A federal appeals court on Wednesday rejected arguments by Donald Trump that presidential immunity protected him from being sued for defamation by the writer E. Jean Carroll.
The ruling is the latest judicial rejection of claims by Trump that he is protected from either civil or criminal liability because he was president.
It comes days after Department of Justice special counsel Jack Smith asked the Supreme Court to fast-track Trump's appeal of a Washington, D.C., federal judge's recent ruling that he does not have presidential immunity from criminal charges related to his attempt to reverse his loss in the 2020 presidential election.
The question of presidential immunity also is being raised in the Georgia state criminal case where Trump and other defendants are charged with crimes related to their attempt to undo his loss to President Joe Biden in that state in the 2020 election.
In the Carroll case, a 2nd Circuit Court of Appeals panel said Trump had waived a potential presidential immunity defense by "failing to raise it" for several years in the case in Manhattan federal court, where Carroll alleges he defamed her in 2019 by claiming she had made up a claim of him raping her in the mid-1990s.
Trump was president at the time he made those statements.
Money Report
"We hold that presidential immunity is waivable and that Defendant waived this defense," the three-judge appeals panel ruled in a unanimous opinion written by Judge Jose Cabranes.
The ruling clears the way for Trump to stand trial in the civil case in January. The trial will solely deal with the question of how much Trump should pay Carroll in monetary damages, as District Court Judge Lewis Kaplan previously ruled that Trump's statements were defamatory.
Trump's lawyer, Alina Habba, in a statement, said, "The Second Circuit's ruling is fundamentally flawed and we will seek immediate review from the Supreme Court." There is no automatic right to appeal to the Supreme Court, which rarely grants requests for appeals.

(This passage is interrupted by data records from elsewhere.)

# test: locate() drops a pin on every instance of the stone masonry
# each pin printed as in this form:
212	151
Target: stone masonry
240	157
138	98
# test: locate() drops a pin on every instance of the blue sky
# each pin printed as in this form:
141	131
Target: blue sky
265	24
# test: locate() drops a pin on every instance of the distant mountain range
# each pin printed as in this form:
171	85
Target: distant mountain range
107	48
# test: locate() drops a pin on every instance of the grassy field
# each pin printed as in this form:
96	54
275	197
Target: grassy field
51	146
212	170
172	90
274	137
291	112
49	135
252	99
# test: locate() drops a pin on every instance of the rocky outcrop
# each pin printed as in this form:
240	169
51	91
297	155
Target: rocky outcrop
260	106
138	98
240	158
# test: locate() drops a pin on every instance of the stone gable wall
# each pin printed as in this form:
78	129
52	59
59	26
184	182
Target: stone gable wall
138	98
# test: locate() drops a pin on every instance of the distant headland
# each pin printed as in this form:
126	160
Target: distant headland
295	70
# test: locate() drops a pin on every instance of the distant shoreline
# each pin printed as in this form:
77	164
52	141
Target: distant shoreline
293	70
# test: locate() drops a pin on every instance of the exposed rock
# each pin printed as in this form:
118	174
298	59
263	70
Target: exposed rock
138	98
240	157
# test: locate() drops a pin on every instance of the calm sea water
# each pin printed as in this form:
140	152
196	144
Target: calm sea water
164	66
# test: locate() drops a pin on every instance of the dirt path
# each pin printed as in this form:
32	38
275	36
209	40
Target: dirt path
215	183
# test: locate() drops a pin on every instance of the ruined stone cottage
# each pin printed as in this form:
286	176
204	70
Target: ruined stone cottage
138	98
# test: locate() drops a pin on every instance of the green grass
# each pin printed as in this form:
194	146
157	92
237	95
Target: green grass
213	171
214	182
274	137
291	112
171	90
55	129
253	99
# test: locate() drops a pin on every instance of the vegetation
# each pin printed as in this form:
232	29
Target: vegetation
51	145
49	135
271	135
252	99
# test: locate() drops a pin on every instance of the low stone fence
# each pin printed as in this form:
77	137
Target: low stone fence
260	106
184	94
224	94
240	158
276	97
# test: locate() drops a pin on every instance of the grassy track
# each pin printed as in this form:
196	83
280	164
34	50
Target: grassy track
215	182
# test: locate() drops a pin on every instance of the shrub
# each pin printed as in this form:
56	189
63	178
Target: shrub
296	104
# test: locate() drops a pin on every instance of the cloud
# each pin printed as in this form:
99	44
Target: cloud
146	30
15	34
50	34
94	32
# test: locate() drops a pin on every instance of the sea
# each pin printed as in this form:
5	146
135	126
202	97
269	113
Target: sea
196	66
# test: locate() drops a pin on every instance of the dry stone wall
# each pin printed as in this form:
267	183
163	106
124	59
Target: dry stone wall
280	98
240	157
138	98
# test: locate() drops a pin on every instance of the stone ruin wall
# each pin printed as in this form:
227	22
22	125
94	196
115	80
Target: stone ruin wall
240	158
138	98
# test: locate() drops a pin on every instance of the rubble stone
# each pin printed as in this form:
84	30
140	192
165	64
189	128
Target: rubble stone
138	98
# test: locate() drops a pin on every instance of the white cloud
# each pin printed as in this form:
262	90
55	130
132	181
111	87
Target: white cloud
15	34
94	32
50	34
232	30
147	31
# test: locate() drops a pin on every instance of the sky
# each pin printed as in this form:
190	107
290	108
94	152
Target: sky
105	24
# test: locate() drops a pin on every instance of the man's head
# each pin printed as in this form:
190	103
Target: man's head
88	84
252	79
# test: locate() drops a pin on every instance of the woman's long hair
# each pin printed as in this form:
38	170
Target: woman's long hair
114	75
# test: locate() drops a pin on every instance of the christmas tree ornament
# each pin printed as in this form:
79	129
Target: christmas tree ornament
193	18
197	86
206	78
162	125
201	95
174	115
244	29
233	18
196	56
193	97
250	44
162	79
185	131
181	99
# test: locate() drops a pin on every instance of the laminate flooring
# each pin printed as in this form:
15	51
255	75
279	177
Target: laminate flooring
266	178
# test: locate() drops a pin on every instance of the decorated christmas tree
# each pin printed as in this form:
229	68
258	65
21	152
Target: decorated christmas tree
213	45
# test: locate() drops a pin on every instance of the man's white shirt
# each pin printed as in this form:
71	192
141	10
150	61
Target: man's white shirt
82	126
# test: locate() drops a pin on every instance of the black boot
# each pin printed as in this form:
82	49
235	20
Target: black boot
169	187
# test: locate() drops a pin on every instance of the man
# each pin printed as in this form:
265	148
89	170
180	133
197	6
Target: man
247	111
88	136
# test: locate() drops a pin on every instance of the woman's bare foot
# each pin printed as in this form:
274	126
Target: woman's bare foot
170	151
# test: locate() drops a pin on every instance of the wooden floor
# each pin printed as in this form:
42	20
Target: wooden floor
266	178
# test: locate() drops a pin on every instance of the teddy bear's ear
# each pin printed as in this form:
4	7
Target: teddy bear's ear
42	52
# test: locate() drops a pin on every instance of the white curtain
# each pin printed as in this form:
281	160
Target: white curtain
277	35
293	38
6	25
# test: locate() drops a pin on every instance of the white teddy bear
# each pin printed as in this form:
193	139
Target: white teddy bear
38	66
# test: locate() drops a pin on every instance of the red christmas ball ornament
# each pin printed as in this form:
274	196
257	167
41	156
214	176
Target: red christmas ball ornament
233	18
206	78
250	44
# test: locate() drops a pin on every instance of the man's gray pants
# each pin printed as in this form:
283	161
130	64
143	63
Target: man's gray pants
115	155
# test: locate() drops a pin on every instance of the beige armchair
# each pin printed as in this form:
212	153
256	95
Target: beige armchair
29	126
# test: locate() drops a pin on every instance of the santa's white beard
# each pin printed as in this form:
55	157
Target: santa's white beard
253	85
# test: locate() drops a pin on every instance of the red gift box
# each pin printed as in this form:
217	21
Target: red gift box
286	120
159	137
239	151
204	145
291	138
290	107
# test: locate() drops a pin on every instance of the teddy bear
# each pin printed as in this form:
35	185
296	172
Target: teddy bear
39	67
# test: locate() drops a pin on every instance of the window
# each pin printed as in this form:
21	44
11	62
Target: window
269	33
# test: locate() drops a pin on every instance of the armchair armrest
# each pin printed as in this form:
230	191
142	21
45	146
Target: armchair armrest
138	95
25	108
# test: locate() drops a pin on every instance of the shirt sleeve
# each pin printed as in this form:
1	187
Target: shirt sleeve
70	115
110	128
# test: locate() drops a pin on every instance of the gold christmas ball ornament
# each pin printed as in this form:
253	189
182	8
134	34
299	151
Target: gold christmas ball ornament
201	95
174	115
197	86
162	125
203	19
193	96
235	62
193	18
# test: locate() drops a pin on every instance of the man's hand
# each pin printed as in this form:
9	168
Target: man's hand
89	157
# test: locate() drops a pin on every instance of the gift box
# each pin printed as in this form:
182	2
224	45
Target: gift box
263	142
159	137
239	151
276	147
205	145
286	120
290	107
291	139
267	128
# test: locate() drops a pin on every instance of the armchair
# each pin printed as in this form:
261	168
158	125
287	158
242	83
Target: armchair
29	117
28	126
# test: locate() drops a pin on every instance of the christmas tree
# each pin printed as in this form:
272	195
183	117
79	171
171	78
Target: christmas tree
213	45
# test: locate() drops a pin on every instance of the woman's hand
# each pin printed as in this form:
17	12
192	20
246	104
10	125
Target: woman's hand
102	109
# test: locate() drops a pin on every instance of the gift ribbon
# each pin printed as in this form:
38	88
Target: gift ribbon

Carroll's lawyer, Robbie Kaplan, in her own statement, said, "We are pleased that the Second Circuit affirmed Judge Kaplan's rulings and that we can now move forward with trial next month on January 16."
The 2nd Circuit Court of Appeals panel said Trump presented "a vexing question of first impression: whether presidential immunity is waivable."
"We answer in the affirmative and further hold that Donald J. Trump ('Defendant') waived the defense of presidential immunity by failing to raise it as an affirmative defense" when he first responded to Carroll's suit when it was first filed in late 2019, the ruling said.
Trump had raised the argument that Carroll's lawsuit was barred by presidential immunity for the first time in January 2023.
In a related civil lawsuit case tried in Manhattan federal court earlier this year, Trump was found liable for sexually abusing Carroll in a New York department store in the mid-1990s after a chance encounter there, and defaming her in late 2022 when he again denied her allegation.
Trump was ordered to pay Carroll $5 million in damages in that case. He is appealing the verdict and the damage award.